Lovitz concluded his Elon career in 2013 after helping the maroon and gold advance to the second round of the NCAA Tournament for the first time in school history during his senior year. He was also selected as the Southern Conference Player of the Year that season and helped Elon to its third straight SoCon tournament championship. He would earn an invite to the 2014 MLS Player Combine, but did not compete due to injury. Still, he became the first Phoenix player drafted in the SuperDraft since 2010.
“Danny was not necessarily a highly recruited player when he came to Elon,” said Powell. “But, from day one you saw a special quality with his competitiveness, his desire to succeed and his overall ability.

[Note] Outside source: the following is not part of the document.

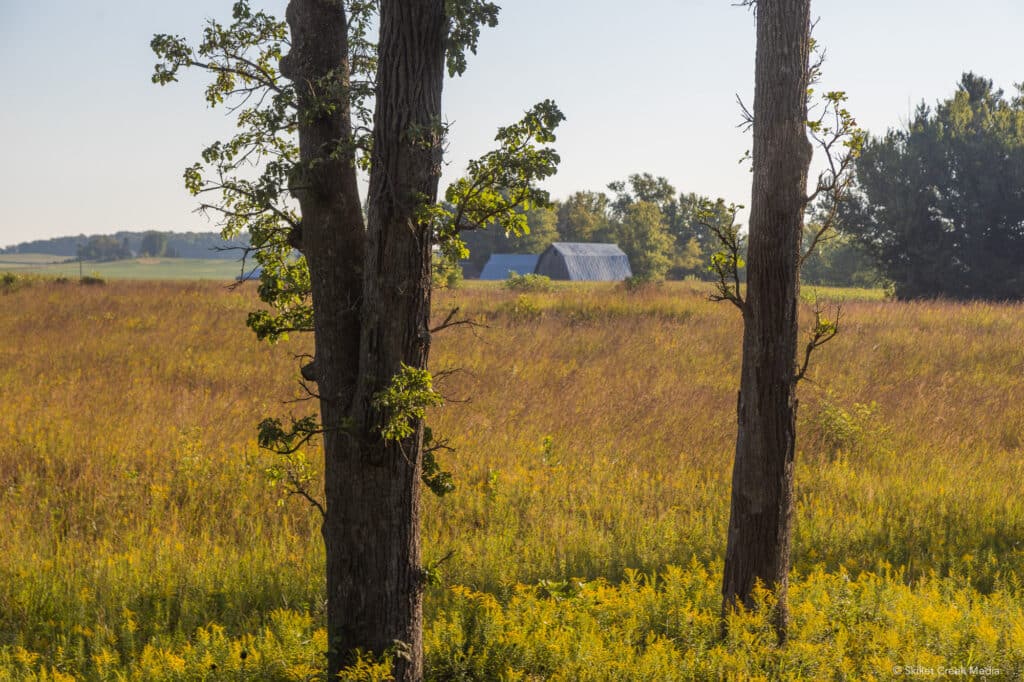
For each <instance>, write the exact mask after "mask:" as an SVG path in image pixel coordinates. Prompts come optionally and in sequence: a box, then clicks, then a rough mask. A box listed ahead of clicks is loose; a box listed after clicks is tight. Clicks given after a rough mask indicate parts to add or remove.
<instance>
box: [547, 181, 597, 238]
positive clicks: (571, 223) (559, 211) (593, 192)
mask: <svg viewBox="0 0 1024 682" xmlns="http://www.w3.org/2000/svg"><path fill="white" fill-rule="evenodd" d="M607 235H608V197H607V195H605V194H604V193H601V191H577V193H573V194H572V195H570V196H569V197H568V198H567V199H566V200H565V201H563V202H561V204H559V206H558V238H559V240H560V241H562V242H596V241H599V239H600V238H607Z"/></svg>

After starting his professional career with Toronto’s USL Pro Pro Club affiliate, Wilmington Hammerheads FC, Lovitz was called back to the main squad and played in 18 games with five starts and a pair of assists in 2014. Injuries have limited Lovitz’s time on the pitch the last two seasons and throughout the recent playoff run, but he has still made an impact on the squad according to Powell.
“He’s a guy that never stops working,” said Powell. “So regardless if Danny is playing on Saturday night, I’m sure he’s bringing a high level during training. Every time he’s come on and played in games, he’s been very reliable for Toronto.”

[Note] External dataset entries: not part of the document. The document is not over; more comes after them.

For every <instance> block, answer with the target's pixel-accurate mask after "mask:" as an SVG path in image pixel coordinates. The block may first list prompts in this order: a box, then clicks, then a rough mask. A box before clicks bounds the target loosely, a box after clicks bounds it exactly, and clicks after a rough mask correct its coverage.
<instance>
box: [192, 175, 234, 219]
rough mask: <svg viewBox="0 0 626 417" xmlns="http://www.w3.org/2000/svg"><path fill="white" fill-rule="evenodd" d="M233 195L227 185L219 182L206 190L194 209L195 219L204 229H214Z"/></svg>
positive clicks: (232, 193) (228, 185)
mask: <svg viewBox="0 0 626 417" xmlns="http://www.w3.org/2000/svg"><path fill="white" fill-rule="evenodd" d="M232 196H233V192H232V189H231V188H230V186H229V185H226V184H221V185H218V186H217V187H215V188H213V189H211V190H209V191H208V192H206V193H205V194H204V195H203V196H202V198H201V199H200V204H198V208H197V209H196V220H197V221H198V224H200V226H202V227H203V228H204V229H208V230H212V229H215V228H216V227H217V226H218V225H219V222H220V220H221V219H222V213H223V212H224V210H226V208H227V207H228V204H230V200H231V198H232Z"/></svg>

“It is massive for Elon University and our men’s soccer program to have two former student-athletes competing at the highest level in their sport,” Little said. “Clint was instrumental in us winning our first championship in 2008 and Danny would later help us win three more. Both guys have played an integral part of what the program was and still is today. To have two players that actually played together at Elon University compete for a professional championship on national TV is incredible. I’m not sure how often that happens.”
As Irwin and Lovitz prepare for the MLS Cup on Saturday night, both will do so knowing they will have a large support and following from the Elon community and their former classmates across the world.
“All the alumni are all wishing Clint and Danny all the best,” said Franks. “I know a lot of schedules have already been changed to make sure people can watch the game, wherever they are. There are a lot of people on this campus who are very proud of them.”